Jesus fed the 5,000. Then he was transfigured on the mountaintop. And after that, in the gospel of Luke, he set his face toward Jerusalem (10:51), where he knew he would be arrested and killed.
He decided to take the scenic route through the region of Samaria. This must have surprised his disciples, given the tense relationship between Jews and Samaritans. Everyone knew that good Jews didn’t set foot in Samaria.
The conflict stretched all the way back to the time of David and the divided kingdoms of north and south, and was exacerbated by the way the Promised Land was resettled after the exile. But Jews and Samaritans were at root cousins — albeit mutually despised cousins, the ones you didn’t invite to Thanksgiving dinner. They worshiped the same God, albeit in different places. And the Samaritans, who only recognized the books of Moses as Scripture, were waiting for the prophet that Moses had promised (Deut 18:15-19), or perhaps for Moses himself to return as their deliverer.

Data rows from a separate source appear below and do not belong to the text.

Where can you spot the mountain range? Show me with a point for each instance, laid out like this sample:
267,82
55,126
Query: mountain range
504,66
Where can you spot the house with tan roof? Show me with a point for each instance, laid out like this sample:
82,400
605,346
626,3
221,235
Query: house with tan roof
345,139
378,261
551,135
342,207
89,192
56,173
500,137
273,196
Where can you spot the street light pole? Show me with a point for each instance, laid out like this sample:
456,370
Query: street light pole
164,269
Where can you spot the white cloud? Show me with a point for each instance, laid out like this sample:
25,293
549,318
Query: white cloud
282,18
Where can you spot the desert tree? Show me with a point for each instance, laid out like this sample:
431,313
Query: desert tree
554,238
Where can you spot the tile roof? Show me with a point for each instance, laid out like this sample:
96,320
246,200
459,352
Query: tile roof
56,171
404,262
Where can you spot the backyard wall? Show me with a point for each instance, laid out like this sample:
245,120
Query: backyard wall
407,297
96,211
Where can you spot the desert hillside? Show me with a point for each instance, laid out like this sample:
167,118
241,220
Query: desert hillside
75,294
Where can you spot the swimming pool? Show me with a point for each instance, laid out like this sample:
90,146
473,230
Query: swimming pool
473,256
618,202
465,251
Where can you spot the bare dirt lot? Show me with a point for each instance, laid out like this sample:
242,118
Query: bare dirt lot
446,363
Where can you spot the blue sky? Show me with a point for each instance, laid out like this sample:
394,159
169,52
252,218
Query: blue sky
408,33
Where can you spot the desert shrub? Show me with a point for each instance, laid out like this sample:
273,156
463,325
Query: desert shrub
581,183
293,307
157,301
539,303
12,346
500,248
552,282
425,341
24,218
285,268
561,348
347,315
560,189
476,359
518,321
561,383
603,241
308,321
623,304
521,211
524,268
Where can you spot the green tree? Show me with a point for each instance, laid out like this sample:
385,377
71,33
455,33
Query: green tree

What would happen, then, when Jesus came through the neighborhood?
It didn’t go well.
As Jesus and his entourage entered a Samaritan village, the Samaritans rejected him because he was headed toward Jerusalem. Seeing that, James and John humbly and lovingly asked Jesus if they should call down fire from heaven to teach those sinful Samaritans a lesson.

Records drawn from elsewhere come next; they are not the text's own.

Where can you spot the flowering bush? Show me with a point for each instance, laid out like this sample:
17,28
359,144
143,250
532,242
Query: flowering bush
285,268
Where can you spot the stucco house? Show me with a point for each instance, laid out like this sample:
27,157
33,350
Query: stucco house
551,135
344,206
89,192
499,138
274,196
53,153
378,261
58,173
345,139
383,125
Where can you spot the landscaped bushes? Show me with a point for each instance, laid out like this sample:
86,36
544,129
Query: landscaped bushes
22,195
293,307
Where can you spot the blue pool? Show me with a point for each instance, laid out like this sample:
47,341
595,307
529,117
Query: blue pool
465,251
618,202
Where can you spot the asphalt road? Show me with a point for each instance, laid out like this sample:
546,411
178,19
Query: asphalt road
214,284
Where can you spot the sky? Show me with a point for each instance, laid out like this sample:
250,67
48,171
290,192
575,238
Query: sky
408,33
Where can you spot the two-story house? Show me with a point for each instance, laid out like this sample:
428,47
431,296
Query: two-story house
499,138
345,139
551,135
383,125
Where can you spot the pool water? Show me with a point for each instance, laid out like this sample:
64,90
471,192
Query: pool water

Jesus scolded them, and everyone moved on.
But the lesson wasn’t over. Soon thereafter, probably as Jesus approached Jerusalem, an expert in the Law tested Jesus by asking him what he had to do to have eternal life (Luke 10:25). Jesus, like a good rabbi, flipped the question around, and asked the lawyer what he thought was the answer. The lawyer’s answer was sound: love God with everything you’ve got, and love your neighbor as yourself.
“Right,” Jesus replied. “Now just go do it.”

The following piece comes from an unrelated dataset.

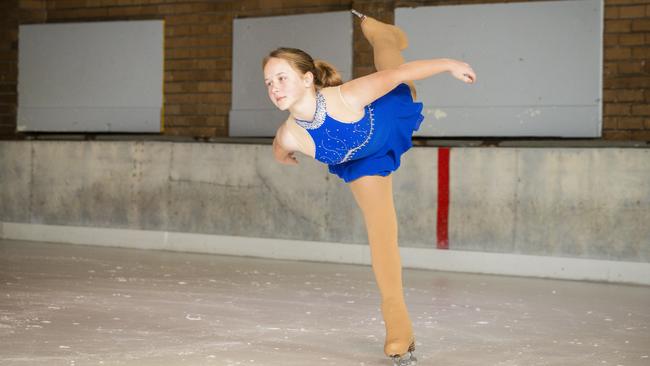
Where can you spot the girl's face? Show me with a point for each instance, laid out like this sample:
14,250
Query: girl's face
284,84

But the man wasn’t done asking questions. Maybe he felt uncomfortable that the spotlight had been thrown on his own personal piety. Maybe he felt annoyed that Jesus had slipped too easily out of his rhetorical trap. Maybe both.
So the next question, I imagine, was more arrogant: “All right then, Mr. Smarty Pants, tell me this — who is my neighbor?” An honest question would have been about how to love; the lawyer’s question was about whom he was obligated to love.
Jesus turned the question inside out by telling a story about neighborliness. And to make his point, he made a Samaritan the hero of the story.
The so-called Parable of the Good Samaritan (Luke 10:30-37) is one of the best known and best loved of Jesus’ teaching tales. In it, a priest and a Levite have the chance to help a badly wounded stranger but refuse. Only a hated Samaritan has the compassion to help the man, even at risk to himself. By the end of the parable, the cagey lawyer was forced to acknowledge that God’s idea of neighbor-love — maybe, just maybe — might include mercy toward one’s enemies.
Note that Jesus told the story this way despite being unwelcome in Samaria himself. In that way, he embodied the neighbor-love of which he spoke. The gospel that would later be preached in his name would have to model the same love, the same breaking down of age-old rivalries and ethnic boundaries.